Ok, so I'm a stickler for details when I write up my notes. I got tired of not being able to recreate effects  :Smile: 

That having been said, this is what I ended up with, I used some pics from google to get ideas as to what the end effect should look like.
(I've been avoiding looking at any other town maps while doing the tut, keeping influences out.. you're amazingly thorough considering there are no pics to work with, and I think I'm doing an ok job so far)

----------


## Ascension

Looks fantastic.  Here's a simpler thing for you to do with the brush strokes here...use the basic 3 pixel brush tip and draw a squiggly line, since it's ugly and not tapered, grab the smudge tool (with a 5 pixel tip altho you can play with that) and smudge out the ends of the stroke with a squiggly motion...this will taper them and looks like it was done with a tablet (which I used).  You can also use the blur tool to lower the opacity those tips as well.

----------


## Coyotemax

I will definitely keep that in mind. (one of these days I may even justify getting a tablet!)

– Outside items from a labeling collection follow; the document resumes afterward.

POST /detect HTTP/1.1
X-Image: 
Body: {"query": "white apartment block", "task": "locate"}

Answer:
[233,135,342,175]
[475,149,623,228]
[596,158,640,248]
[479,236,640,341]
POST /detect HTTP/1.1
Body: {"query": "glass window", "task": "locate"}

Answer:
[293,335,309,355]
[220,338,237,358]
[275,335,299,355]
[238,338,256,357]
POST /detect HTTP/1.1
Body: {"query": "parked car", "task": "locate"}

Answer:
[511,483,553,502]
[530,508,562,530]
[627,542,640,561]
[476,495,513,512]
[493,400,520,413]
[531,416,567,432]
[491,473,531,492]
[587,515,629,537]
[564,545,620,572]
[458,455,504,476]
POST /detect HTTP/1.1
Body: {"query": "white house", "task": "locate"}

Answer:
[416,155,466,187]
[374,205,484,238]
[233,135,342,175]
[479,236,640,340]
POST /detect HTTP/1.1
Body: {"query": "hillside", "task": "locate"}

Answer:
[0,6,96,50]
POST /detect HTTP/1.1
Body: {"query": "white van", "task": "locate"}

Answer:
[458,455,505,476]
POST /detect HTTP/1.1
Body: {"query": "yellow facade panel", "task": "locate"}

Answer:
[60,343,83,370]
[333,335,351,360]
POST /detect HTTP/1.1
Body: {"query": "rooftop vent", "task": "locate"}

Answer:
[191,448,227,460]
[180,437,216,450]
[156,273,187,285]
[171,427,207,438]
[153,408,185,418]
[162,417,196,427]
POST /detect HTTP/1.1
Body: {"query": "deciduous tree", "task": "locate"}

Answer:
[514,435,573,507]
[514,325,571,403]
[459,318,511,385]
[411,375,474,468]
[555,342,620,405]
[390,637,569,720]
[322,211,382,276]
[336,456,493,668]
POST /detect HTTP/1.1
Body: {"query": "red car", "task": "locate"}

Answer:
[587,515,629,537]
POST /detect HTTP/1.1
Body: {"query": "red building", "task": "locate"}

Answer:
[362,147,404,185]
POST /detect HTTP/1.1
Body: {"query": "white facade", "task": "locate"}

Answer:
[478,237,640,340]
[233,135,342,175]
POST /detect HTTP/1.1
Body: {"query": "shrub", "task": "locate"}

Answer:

thanks! ( I think I'll stick with the current method for the moment for the sake of consistency, only have to do in the mill right now, but that sounds a lot easier, heh)

[edit - or cheat and use creative copy/paste/edit/modify of the foam i already have, yay]

----------


## Notsonoble

So far still kinda fumbling around trying to figure out which lighting effect setting in GIMP is which setting in Photoshop...

----------


## Bobzilla

Having a go at this myself although I'm struggling to work out how to scale it correctly to the landmass I'm placing it on.

----------


## Coyotemax

Scale threw me off, and it's still throwing me off even though I've figured out what it should be  :Smile:   I was working at 1px=1foot, which you would think would be easy to remember, but I keep finding things don't look right, so if I consider them at haf that (1px=6") it looks better, but still doesn't feel quite right  :Smile: 

For the moment, I'm just going by looks, but I trust my artistic eye to tell me if something feels off  :Smile:  

I know there's the "lazy" method of making houses, but I really want to follow this one as is.  And I do like the way this is turning out, it's just taking me a long time. heh
**I has developed a whole new respect for those who put out city maps..**

----------


## Bobzilla

I think my first attempt actually ended up something like 1px=5 feet. Not quite close enough when I came to start the buildings and walls.

----------


## Coyotemax

I'm doing a pretty small town (300 or so people, I figure).  I wonder if anyone has any suggestions on the kind of scale to use for different populations sizes (based on a 2000 to 3000 pixel map) or if anyone's really thought about in in those terms..

----------


## Gandwarf

No thoughts, sorry... and I did a *lot* of city maps  :Wink: 
CD3 does have the benefit that you can create a map at a certain size and then scale it up if necessary (without quality loss). Most of my city maps started with 1000x800 pixels I think and then I exported them to larger sizes.

----------


## Bobzilla

The landmass I'm using is about 1.8 miles across so I reckon I might be better off trying to double up the size of the map to 4000 wide.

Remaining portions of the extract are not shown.